Every morning I passed a farm and every morning horses trotted out to the fence to watch me. I thought each day to bring them carrots and each tomorrow I forgot.
The fawns arrived after the cool nights dissipated. Their mothers watched my approach and I watched back, hoping they would allow me to get close. If I stopped, a doe would lose her nerve and bolt, the fawn trying to keep up. But if I maintained my cadence, the deer stood still in the woods and waited to see what I would do. Often I could pass close enough to see the different caramel colors in their coats, thick and full from the bounty of spring.
One morning, I came upon a mother and fawn crossing a quiet back road far ahead of me. I stopped the moment I saw them, afraid to separate them as they left the woods and walked the pavement. But, I was too late. The fawn saw me and panicked. She turned back, her mother on the far side of the road.
I waited several minutes, stopped on my bike, but the fawn had gone into hiding, instinct kicking in. I knew she would not move until her momma came for her. So I decided to bike through, trying not to click a gear or squeak a brake, passing quietly between the fawn and her mother, now out of sight, on opposite sides of the road.
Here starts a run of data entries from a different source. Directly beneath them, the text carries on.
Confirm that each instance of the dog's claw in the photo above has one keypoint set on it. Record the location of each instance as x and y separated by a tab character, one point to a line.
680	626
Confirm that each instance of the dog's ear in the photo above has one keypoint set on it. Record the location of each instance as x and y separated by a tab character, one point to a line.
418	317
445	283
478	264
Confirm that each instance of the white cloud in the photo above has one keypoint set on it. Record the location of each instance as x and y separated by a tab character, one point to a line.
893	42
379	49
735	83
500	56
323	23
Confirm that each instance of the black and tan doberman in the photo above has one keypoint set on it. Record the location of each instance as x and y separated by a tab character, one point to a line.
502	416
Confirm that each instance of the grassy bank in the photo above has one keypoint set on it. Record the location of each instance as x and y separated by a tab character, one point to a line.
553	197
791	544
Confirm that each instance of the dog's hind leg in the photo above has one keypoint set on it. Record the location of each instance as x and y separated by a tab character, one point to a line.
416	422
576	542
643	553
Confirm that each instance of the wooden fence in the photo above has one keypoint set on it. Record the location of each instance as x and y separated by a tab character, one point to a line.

I thought I was in the clear, but - as I passed - I heard the light clickety clack of hooves on the asphalt. I turned to see that the fawn had seen me and was confused. She was chasing me! On my black bike, roughly as tall as her momma, I must have been a fair representation. I laughed out loud — this fawn I would not adopt! Taking only one more glance to admire her clumsy pursuit and thin pencil legs, I picked up my speed to outpace her, hoping she would soon give up and her real momma would come get her.
However.
I was not planning on the Irish wolfhound that appeared next.
He was tall, gray and shaggy, making huge bounds in no time at all. A fearsome sight to see come roaring out of the front yard of a small house tucked in the woods. First, I feared for my nice intact ankles, but then I feared for the fawn being seen and run down to exhaustion and death by the dog.
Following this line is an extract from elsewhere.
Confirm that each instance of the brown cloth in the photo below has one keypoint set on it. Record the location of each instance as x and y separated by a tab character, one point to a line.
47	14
Good (and bad) news: He was intent on me and didn't see the fawn. There was only one thing to do: Coax the gigantic dog to keep chasing me.
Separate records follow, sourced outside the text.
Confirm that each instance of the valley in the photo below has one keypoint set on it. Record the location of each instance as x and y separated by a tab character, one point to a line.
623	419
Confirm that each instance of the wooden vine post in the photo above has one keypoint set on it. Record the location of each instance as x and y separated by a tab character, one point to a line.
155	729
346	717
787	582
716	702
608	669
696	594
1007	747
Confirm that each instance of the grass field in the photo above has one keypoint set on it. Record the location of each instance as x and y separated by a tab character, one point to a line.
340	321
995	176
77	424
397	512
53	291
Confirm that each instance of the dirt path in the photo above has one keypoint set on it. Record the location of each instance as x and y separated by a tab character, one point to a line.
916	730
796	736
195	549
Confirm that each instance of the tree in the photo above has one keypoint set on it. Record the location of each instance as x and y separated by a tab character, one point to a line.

“Come on, boy!” I called, even as fear came over me. He was barking and running next to me, his back as high as my bike frame, so close, so focused. For a full 5 seconds, it was me, then the dog, then the fawn - in a parade.
I could hear the click of the hooves continue behind us.
And then, the dog picked up on the sound, too. He wheeled around and saw the fawn, and the fawn recognized her mistake in the same moment.
She scrambled to free herself from momentum, falling on the pavement, sliding toward us. Then, she got back up and ran the other way. The dog took off after her. I turned my bike around as quickly as I could and pursued them both. The parade continued in the opposite direction - now the fawn in the lead, the dog, then me.
Down the road we went, all three of us in the middle of it all this time. The dog quickly gained on the fawn and forced her to veer hard and bolt off into the woods. The dog went, and I did, too. I rode down through the ditch and into the tall grass and ferns along the edge of the woods. I screamed, calling the huge dog repeatedly - trying to sound friendly and like a good target at the same time.
They were both out of sight in an instant and my heart hammered, fear and dread of what I would find as I slowed and stopped my bike in the rough terrain and started hiking it through the woods.
In a moment, maybe two, the dog’s head appeared above the ferns. I couldn't believe it. I had stopped him! The fawn was out of sight (yay!), and I had a huge, dew-wet dog coming for me again.
What had I done?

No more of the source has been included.